Second class is the implicit expression keyword, and this class keyword did not carry any sensitive information originally.But for a certain reason, this class speech in responsive text generating fixing contact, that is to say that these speech also are to occur with very big probability in responsive text the inside, also can occur certainly in other text the inside.
The 3rd class formula logic keyword, this class keyword is divided into two classes: a class is a polysemant, promptly this class keyword is normal in normal text the inside meaning, carries sensitive information in responsive text the inside; An other class keyword mainly be that certain speech is arranged in pairs or groups after, carrying sensitive information jointly.And this collocation, we can be divided into two kinds, and a kind of is the explicit logic that adds, and a kind of is the logical add logic.Based on above-mentioned definition, chosen keyword set, make up semantic rules simultaneously and described semantic association between the vocabulary, help correct characteristic information extraction.Feature after proposing is through after the normalization, as the proper vector of this continuous text.By step S4, select for use support vector machine (Support Vector Machine, be called for short SVM) as sorter, feature is trained and classified, output decides whether this webpage is sensitive web page according to SVM.
Particularly, the present invention is for the webpage of second type, according to step S4, an artificial constructed lists of keywords, behind the statistics of the text in webpage keyword, be input to the Bayes network the inside that trains as proper vector after the normalization, decide according to the output of network whether this webpage is sensitive web page.
Particularly, the present invention by step S3, obtains the satisfactory image of part of webpage the inside for the webpage of the 3rd type according to size; By step S6, utilize the image classification device that image is discerned one by one, the result of identification is (N
1, N
2), N wherein
1For recognition result is responsive image number, N
2For recognition result is normal image number.Whether be responsive priori as image simultaneously,, use and text is differentiated that the result of output is: P to the text of webpage the inside at the Bayes sorter of discrete text according to step S5
sAccording to step S7, utilize two parameters to describe image classification device: P
1Represent a secondary normal picture mistake is divided into the probability of sensitive image, P
2Represent a secondary sensitive image mistake is divided into the probability of normal picture, three following formula of parameter substitution merge:
The above-mentioned formula of each sorter output valve substitution, result calculated and threshold judge whether this webpage is sensitive web page.

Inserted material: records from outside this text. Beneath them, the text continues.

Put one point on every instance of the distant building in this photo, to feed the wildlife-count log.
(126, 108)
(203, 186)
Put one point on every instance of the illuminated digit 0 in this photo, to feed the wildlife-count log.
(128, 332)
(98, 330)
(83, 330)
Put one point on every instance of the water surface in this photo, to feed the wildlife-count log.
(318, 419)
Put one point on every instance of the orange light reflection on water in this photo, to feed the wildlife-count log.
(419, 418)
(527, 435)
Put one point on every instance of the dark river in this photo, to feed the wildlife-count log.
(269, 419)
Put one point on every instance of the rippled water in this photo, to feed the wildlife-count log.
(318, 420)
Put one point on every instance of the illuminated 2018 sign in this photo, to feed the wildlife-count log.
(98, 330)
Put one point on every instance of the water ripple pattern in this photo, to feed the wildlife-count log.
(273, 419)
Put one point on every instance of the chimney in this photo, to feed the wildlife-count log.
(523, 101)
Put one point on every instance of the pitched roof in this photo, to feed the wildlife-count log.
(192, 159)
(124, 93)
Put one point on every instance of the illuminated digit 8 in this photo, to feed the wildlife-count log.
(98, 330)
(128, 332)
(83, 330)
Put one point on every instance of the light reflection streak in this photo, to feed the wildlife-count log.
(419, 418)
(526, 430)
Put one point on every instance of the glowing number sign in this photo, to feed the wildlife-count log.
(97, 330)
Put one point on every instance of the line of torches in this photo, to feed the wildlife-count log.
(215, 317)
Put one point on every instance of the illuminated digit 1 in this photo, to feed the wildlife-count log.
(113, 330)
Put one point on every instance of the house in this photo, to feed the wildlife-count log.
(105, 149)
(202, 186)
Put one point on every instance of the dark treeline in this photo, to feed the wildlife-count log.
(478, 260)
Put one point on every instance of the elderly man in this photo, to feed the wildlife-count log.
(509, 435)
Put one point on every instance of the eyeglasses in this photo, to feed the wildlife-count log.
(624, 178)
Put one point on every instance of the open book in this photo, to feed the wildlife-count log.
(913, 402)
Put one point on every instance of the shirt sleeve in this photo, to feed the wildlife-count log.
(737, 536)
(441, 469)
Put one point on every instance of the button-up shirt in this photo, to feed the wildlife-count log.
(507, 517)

In the foregoing description, each step is example, and those of ordinary skills can determine the actual step that will use according to actual conditions, and the realization of each step has several different methods, all should belong within the scope of the present invention.
Explanation at last: top description is to be used to realize the present invention and embodiment, and scope of the present invention should not described by this and limit.It should be appreciated by those skilled in the art,, all belong to claim of the present invention and come restricted portion in any modification or partial replacement that does not depart from the scope of the present invention.